Depuis 2018, la chaleur produite par le tunnel de la ligne 11 du métro est récupérée et acheminée vers une pompe à chaleur, installée dans un immeuble du 4e arrondissement. Ce dispositif innovant offre des résultats très encourageants, puisqu’il permet de couvrir en moyenne 35 % des besoins en chauffage. Signataire de la charte du Plan Climat de Paris, la RATP s’est associée à Paris Habitat, gestionnaire de ce bâtiment de 20 logements, pour déployer ce premier projet.
« Cela illustre notre capacité à innover au service de la ville durable. Il s’agit d’inventer de nouveaux modèles pour que villes et territoires deviennent bas carbone. Les solutions seront multiples, cette expérience en est un exemple. Nous avons la conviction que le temps est maintenant à l’action, pour des villes 100 % compatibles avec l’accord de Paris. »

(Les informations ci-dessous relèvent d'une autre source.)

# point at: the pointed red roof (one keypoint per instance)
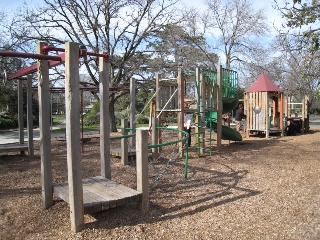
(263, 84)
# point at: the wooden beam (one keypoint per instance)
(72, 96)
(132, 110)
(104, 118)
(124, 142)
(29, 116)
(219, 106)
(45, 134)
(142, 169)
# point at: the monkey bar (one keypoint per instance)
(53, 60)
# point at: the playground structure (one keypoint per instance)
(95, 193)
(269, 111)
(21, 145)
(264, 108)
(297, 111)
(85, 195)
(214, 95)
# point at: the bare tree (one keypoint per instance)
(118, 27)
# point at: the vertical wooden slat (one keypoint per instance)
(124, 142)
(29, 116)
(202, 110)
(142, 169)
(180, 82)
(20, 112)
(73, 137)
(45, 134)
(158, 95)
(155, 137)
(104, 76)
(132, 110)
(219, 106)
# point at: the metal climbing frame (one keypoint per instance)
(206, 82)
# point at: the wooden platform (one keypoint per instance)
(13, 147)
(100, 194)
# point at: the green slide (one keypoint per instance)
(227, 133)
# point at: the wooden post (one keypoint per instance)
(142, 169)
(44, 125)
(180, 82)
(202, 133)
(158, 95)
(303, 117)
(268, 113)
(104, 118)
(281, 105)
(29, 116)
(72, 96)
(219, 106)
(132, 110)
(124, 142)
(20, 113)
(155, 137)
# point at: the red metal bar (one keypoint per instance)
(29, 55)
(104, 55)
(46, 49)
(34, 68)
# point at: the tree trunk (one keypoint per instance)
(113, 124)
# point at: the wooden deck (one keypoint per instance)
(13, 147)
(100, 194)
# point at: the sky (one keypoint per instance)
(273, 15)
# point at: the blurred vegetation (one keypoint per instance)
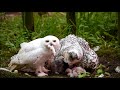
(98, 28)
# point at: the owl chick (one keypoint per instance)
(76, 52)
(35, 53)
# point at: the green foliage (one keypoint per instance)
(83, 75)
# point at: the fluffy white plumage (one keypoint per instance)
(35, 53)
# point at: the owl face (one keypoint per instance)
(52, 41)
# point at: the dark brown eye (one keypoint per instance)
(47, 41)
(54, 40)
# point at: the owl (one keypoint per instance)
(35, 54)
(76, 52)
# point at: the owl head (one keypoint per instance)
(51, 40)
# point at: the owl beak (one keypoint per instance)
(51, 44)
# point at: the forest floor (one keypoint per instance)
(108, 57)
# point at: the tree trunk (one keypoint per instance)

En 1999, Dickson Despommier théorise la ferme verticale. Ce professeur en santé environnementale et microbiologie à l’université Columbia de New York propose d’exploiter les surfaces verticales des tours pour cultiver, sur une faible emprise au sol, des quantités significatives de fruits et légumes. Avec l’avantage de réduire considérablement les distances entre lieux de production et lieux de consommation. Cette piste pour réintroduire la nature nourricière en ville se concrétise à travers le monde : première ferme verticale inaugurée en 2012 à Singapour, ouverture en 2016 du site AeroFarms au New Jersey, projet de « tour vivante » à Rennes, etc. L’idée est séduisante et ne présente à priori que des avantages : répondre au manque de terres cultivables et, par rebond, réduire les impacts de l’agriculture intensive, diminuer l’empreinte écologique d’un quartier, améliorer l’air en ville, amener une agriculture bio et de proximité, réduisant ainsi les impacts liés au transport des aliments vers les centres urbains… Et la liste n’est pas exhaustive.

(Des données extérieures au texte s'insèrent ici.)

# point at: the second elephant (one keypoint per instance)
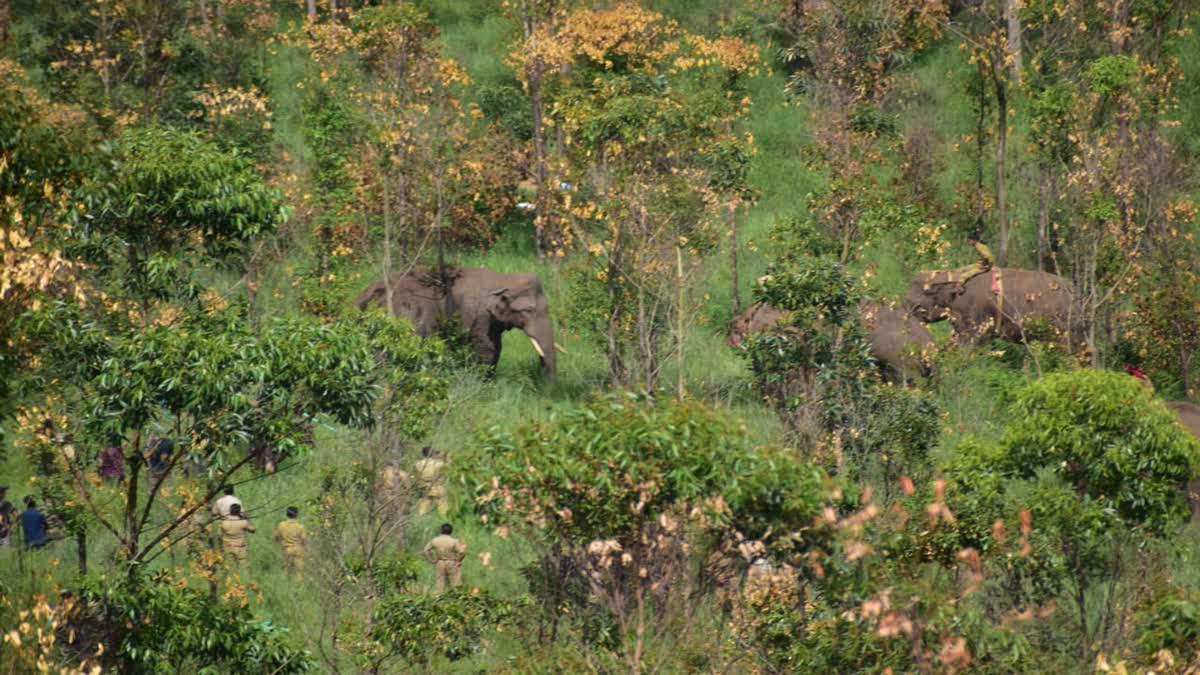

Vincent Callebaut, qui a travaillé avec le professeur Despommier, intègre ce concept de fermes urbaines à ses projets. Selon lui, il s’agit de « valoriser des espaces jusque-là déconsidérés : les toits, les façades. Via la permaculture (1), l’aquaponie (2), les serres, les balcons potagers. Cela crée de nouveaux métiers et apporte de la convivialité. Les agriculteurs urbains vont assurer la production et inviter les copropriétaires à participer à la récolte. Nous avons calculé qu’un immeuble de 100 logements peut viser la production de 1 kilogramme de fruits et légumes par habitant, par semaine, ce qui est loin d’être négligeable ! »
(1) La permaculture est un mode d’agriculture respectueux de la biodiversité et de l’humain et consistant à imiter le fonctionnement des écosystèmes naturels.
(2) L’aquaponie est la culture de poissons et de plantes ensemble dans un écosystème construit en circuit fermé.